An area of matter and/or energy can exist as information if another entity, organism, or mechanism acknowledges it. Information can only be formed out of existing matter and/or energy. As Klaus Krippendorff, Professor of Communications at the University of Pennsylvania said, "Pure and unqualified information is an unwarranted abstraction." If all information is real, then an individual area of information can be identified by its qualities and properties, its relationship to other matter and/or energy or information, and its behavior.

If information is created or develops as different entities interact, then no information or carrier of information can exist in complete isolation. Likewise, if all information is made of an organization of moving matter and/or energy, no information can exist for a unique instant, or in a completely fixed state. Therefore, information marks at least one difference, or degree of difference among existing entities of matter and/or energy in both time and space.
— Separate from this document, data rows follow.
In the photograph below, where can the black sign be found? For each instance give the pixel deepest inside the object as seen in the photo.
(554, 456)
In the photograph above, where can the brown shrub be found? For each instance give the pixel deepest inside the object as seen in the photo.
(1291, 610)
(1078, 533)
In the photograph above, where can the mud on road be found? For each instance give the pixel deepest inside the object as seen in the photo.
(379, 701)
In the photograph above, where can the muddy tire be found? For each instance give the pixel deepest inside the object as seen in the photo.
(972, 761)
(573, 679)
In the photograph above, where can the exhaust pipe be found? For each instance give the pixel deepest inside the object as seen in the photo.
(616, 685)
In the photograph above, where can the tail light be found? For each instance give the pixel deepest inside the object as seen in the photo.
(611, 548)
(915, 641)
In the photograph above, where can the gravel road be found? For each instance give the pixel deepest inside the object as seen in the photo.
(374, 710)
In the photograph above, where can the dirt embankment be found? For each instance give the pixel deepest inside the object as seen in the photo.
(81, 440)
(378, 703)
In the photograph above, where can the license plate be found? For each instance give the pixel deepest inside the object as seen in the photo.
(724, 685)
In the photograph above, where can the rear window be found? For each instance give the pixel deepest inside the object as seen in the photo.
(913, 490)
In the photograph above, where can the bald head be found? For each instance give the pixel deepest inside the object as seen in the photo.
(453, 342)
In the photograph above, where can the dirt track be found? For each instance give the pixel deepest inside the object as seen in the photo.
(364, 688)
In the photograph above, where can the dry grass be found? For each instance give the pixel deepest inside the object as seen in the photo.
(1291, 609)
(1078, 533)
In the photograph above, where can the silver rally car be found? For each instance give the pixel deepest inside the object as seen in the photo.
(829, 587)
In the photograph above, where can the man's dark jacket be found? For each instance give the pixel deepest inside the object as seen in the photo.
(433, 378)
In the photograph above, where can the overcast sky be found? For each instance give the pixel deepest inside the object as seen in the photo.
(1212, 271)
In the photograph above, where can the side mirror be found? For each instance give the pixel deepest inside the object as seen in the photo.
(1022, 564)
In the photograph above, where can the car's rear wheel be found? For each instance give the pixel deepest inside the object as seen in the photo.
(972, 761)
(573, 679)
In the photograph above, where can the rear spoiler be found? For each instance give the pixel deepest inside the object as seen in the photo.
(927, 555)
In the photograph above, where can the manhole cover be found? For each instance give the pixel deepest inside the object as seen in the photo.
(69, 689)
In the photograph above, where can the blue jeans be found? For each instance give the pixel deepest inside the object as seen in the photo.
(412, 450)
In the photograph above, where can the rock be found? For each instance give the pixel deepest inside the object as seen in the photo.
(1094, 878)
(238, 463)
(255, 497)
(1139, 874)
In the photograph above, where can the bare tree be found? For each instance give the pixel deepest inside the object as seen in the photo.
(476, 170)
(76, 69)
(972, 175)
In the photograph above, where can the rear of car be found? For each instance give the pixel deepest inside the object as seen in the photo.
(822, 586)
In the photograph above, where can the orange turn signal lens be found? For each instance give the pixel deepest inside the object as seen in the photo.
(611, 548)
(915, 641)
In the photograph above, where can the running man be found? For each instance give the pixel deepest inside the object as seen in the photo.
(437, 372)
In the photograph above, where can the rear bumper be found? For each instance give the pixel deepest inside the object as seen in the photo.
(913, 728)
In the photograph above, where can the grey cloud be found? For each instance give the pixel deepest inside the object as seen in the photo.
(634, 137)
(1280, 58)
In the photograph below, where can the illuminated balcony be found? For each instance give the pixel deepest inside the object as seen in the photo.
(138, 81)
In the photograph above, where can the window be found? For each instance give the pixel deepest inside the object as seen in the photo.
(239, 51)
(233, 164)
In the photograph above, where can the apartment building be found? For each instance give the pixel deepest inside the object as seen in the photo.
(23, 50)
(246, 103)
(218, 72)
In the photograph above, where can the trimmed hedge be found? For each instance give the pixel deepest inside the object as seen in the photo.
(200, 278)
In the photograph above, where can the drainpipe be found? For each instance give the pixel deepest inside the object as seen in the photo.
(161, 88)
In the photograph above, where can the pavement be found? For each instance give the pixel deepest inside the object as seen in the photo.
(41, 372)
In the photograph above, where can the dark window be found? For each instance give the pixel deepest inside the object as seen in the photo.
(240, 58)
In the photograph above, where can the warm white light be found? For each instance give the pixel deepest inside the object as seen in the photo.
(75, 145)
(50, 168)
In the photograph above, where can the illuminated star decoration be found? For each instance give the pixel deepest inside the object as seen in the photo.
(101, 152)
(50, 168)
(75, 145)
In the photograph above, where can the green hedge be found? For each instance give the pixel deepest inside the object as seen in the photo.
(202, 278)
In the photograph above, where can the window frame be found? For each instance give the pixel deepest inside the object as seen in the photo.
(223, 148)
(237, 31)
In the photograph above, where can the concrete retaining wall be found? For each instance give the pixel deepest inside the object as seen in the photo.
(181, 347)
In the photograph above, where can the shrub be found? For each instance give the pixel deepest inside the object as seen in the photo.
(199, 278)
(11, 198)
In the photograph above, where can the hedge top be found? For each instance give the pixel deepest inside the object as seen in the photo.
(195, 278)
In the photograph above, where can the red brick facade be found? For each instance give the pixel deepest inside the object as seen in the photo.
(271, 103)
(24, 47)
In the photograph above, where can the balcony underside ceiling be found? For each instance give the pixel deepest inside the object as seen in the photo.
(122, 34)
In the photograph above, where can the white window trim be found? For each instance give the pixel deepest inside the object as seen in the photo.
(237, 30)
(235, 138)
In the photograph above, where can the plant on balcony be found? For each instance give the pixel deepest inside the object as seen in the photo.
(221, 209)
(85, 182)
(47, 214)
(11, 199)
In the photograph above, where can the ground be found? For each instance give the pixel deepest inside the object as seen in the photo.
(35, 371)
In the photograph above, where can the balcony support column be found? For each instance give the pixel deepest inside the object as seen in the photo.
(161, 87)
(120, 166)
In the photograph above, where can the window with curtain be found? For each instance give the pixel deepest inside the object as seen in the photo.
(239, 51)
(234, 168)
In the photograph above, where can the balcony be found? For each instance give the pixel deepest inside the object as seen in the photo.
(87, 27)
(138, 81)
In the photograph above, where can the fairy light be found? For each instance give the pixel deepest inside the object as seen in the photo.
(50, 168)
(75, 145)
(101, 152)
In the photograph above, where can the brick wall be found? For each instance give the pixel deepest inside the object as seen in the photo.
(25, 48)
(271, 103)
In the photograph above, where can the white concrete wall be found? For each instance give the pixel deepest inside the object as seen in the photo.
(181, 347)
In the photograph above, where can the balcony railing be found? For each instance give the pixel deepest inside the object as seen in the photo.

Knowing what an area of information can potentially be is different than determining what an area of information actually is. For example, knowing what apples are is not the same thing as choosing apples for a pie-- you can't purposely select an apple for an apple pie if you don't know what it is. However, if you know what apples are and see a variety of fruit that shares apple characteristics, you can classify each piece as an apple, and also identify, differentiate, and subcategorize the fruit by other variable characteristics.

When a person studies an area of information, she can compare how she expects that information to behave to how it actually behaves. A person who knows about some of information's essential properties should be able to realize that all things carry information, know how to look for information, and recognize an area of information when she encounters it.